Oui. Actuellement le marché de la créativité numérique est extrêmement effervescent et offre des occasions de collaboration et de diffusion comme jamais auparavant. Développer des projets qui sont modulables, exportables et multi plateformes offre les meilleures chances de succès et d’optimisation du retour sur investissement. La clé c’est de faire les bons choix en termes de sujet, de traitement et de cibles. Ce dernier point est crucial. Bien analyser les marchés et canaux de diffusion potentiels, comprendre les requis au niveau du potentiel d’achalandage et présenter les bons contenus aux bons partenaires restent des étapes déterminantes pour favoriser le succès à long terme d’une production.
Concrètement, comment l’ICA va-t-elle faciliter la co-production et le partage d’œuvres entre salles immersives à l’international? Peut-on imaginer une sorte de circuit international via l’ICA?
Absolument, et c’est un des buts premiers de l’organisation. Encore beaucoup de centres immersifs assument les frais de production de leurs contenus et c’est une charge significative pour un ou quelques sites. Il y a bien sûr des collaborations en licensing depuis un certain temps, mais la mise en place d’un marché plus formel, favorisant tant la co-production et les échanges de contenus, contribuera à générer de meilleures économies d’échelle pour l’industrie.
Quelles sont les prochaines étapes ou actions concrètes prévues par l’ICA pour renforcer les liens entre studios et lieux?

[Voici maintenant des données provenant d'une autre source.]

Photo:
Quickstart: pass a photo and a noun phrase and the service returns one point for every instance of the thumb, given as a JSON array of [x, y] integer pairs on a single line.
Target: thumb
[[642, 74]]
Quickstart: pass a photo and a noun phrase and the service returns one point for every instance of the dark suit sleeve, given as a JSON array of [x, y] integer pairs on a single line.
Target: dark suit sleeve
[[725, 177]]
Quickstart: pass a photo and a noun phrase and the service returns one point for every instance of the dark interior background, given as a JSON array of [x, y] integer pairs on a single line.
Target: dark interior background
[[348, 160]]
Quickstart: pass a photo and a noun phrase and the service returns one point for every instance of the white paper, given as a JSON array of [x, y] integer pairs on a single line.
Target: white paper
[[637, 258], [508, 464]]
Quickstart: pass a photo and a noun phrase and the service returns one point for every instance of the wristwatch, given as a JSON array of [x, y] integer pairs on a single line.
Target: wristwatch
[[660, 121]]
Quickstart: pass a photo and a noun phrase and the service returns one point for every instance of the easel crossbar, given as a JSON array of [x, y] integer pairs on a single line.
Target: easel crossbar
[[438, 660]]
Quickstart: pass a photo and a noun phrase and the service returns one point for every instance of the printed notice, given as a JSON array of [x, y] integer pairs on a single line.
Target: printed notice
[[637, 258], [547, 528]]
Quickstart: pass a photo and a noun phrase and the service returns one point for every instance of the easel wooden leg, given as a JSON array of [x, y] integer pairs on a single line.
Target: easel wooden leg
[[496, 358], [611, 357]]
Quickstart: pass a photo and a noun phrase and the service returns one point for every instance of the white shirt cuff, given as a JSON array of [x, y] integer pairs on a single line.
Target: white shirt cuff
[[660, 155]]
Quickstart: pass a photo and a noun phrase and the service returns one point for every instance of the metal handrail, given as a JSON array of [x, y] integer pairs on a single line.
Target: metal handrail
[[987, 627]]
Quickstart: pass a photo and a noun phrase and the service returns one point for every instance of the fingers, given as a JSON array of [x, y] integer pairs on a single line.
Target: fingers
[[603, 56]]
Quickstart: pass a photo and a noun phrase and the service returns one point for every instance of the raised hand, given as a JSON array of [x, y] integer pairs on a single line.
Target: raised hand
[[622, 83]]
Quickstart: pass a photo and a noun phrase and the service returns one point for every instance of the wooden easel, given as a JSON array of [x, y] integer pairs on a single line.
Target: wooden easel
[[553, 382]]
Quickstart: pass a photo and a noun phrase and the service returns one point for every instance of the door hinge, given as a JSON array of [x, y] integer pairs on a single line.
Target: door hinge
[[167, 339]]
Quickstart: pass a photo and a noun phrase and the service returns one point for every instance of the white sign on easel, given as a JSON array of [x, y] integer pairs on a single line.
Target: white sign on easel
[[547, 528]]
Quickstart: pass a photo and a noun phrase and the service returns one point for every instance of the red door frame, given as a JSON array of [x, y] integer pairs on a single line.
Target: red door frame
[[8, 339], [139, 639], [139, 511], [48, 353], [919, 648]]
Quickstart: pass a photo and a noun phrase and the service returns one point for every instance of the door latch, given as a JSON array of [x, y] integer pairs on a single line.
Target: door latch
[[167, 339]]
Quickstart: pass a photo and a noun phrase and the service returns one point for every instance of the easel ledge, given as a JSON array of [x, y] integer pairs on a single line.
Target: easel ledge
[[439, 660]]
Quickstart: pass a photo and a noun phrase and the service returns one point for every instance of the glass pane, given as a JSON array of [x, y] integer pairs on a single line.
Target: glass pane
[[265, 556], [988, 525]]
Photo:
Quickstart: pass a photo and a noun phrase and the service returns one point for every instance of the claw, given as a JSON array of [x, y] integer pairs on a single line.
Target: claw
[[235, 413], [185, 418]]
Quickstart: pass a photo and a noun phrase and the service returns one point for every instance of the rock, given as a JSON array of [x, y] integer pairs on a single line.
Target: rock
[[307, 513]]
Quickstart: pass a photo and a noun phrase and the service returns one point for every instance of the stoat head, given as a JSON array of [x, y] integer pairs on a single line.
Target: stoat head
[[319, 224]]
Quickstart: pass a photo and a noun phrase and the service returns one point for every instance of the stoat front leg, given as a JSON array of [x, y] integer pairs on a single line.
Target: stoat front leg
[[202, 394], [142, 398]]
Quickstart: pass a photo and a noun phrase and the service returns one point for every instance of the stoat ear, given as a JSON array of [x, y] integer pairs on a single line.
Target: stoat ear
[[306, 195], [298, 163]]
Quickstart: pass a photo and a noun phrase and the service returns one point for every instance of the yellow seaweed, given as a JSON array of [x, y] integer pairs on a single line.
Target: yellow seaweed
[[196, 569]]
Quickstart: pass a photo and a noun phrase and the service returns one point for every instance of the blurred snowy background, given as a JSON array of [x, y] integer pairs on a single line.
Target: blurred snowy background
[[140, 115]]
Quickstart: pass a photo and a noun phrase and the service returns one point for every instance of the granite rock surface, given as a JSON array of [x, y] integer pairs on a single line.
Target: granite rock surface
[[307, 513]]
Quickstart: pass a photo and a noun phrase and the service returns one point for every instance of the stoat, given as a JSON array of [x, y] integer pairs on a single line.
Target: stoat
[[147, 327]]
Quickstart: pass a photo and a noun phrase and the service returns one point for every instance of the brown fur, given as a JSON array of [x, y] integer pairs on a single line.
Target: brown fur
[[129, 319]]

À court terme, notre priorité est de compléter le membership au sein des centres immersifs et de mettre en place une structure de gestion efficace pour l’organisation. En parallèle, nous poursuivrons les échanges avec les studios et les parties prenantes de l’industrie, notamment dans le cadre du deuxième sommet de l’ICA, qui se tiendra en octobre prochain chez Kunstkraftwerk à Leipzig, dans le cadre du Bright Festival. Comme à Montréal, des rencontres avec les acteurs de l’écosystème immersif feront partie intégrante de la programmation. Le maintien régulier de ces échanges, qu’ils soient individuels ou en groupe, demeure essentiel pour assurer une forme de synchronisation entre les objectifs créatifs et commerciaux des collaborations.

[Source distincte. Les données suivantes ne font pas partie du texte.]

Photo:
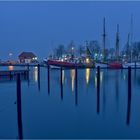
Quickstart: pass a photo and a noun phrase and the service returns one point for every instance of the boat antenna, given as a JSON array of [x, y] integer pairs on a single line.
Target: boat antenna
[[117, 42], [104, 39]]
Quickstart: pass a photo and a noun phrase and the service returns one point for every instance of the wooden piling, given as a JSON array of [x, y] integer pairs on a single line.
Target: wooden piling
[[76, 87], [129, 97], [38, 66], [49, 79], [98, 89], [19, 109], [61, 82]]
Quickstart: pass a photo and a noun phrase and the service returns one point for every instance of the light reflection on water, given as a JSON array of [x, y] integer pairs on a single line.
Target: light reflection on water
[[118, 115], [72, 73], [35, 74]]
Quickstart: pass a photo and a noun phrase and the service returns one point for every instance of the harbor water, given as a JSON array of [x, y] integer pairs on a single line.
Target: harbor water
[[68, 111]]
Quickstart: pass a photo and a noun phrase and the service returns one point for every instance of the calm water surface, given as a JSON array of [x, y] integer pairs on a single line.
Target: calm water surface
[[81, 113]]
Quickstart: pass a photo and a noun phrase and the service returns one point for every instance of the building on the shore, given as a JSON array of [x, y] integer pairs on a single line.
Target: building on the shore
[[27, 57]]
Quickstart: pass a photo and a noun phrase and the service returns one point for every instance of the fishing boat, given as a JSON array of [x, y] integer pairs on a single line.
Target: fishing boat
[[101, 64], [131, 64], [72, 64], [115, 65]]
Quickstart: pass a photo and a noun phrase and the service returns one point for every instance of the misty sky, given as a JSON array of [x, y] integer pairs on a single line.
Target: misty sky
[[41, 26]]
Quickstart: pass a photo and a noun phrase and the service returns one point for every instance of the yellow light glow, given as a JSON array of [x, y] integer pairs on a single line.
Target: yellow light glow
[[87, 60], [11, 67], [72, 73], [87, 75]]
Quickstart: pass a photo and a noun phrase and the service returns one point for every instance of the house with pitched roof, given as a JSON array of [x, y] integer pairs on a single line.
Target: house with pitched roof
[[27, 57]]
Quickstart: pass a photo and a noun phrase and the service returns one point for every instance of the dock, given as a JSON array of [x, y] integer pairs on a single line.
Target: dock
[[13, 72]]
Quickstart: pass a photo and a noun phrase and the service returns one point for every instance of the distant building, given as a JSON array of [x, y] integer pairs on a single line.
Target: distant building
[[27, 57]]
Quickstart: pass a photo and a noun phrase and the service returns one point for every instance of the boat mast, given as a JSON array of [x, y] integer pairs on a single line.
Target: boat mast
[[128, 46], [117, 43], [131, 37], [104, 40]]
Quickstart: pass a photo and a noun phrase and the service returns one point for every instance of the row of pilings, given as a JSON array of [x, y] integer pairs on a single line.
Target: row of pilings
[[19, 97]]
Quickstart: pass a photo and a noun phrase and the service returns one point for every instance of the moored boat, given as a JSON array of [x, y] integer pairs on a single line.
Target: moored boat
[[115, 65], [67, 64]]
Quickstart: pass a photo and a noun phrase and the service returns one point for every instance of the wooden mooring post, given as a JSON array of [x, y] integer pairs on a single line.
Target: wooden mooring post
[[98, 89], [76, 87], [129, 97], [48, 79], [61, 82], [19, 109], [38, 66]]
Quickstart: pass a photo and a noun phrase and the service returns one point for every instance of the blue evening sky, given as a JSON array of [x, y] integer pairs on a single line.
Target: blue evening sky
[[41, 26]]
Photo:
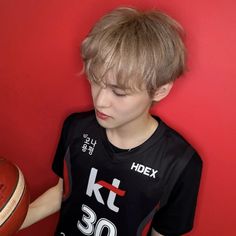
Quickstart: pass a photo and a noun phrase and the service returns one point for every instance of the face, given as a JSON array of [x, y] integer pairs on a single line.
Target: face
[[117, 108]]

Si vous deviez rêver le futur des expériences immersives dans 10 ans, à quoi ressembleraient-elles?
Dix ans, c’est une éternité dans notre industrie. Le rythme de l’innovation, les avancées technologiques, les transformations culturelles et les enjeux sociétaux évoluent si rapidement qu’il est difficile de prédire avec précision ce que nous réserve l’avenir. Cela dit, je rêve d’un futur où l’expérience immersive aura atteint un haut degré de maturité narrative et sensorielle. Je vois un médium qui aura raffiné sa capacité à transporter les visiteurs dans des univers riches, puissants et profondément ancrés dans les réalités contemporaines. Un médium où le storytelling immersif ne sera plus un simple outil de mise en scène, mais un véritable langage émotionnel, capable de provoquer à la fois l’émerveillement, la réflexion, et la connexion humaine.
Entrer dans un univers immersif deviendra alors une expérience à la fois stimulante pour les sens, nourrissante pour l’esprit et apaisante pour l’âme. Une forme d’escapade consciente, presque thérapeutique, qui enrichira nos perspectives, éveillera notre empathie et contribuera à notre mieux-être collectif. Les lieux immersifs de demain seront sans doute plus personnalisés, interactifs et durables, intégrant une relation plus fluide entre le monde physique et numérique. Mais au-delà de la technologie, c’est la capacité du médium à raconter des histoires qui nous transforment, à petite ou grande échelle, qui en assurera la pérennité et la pertinence.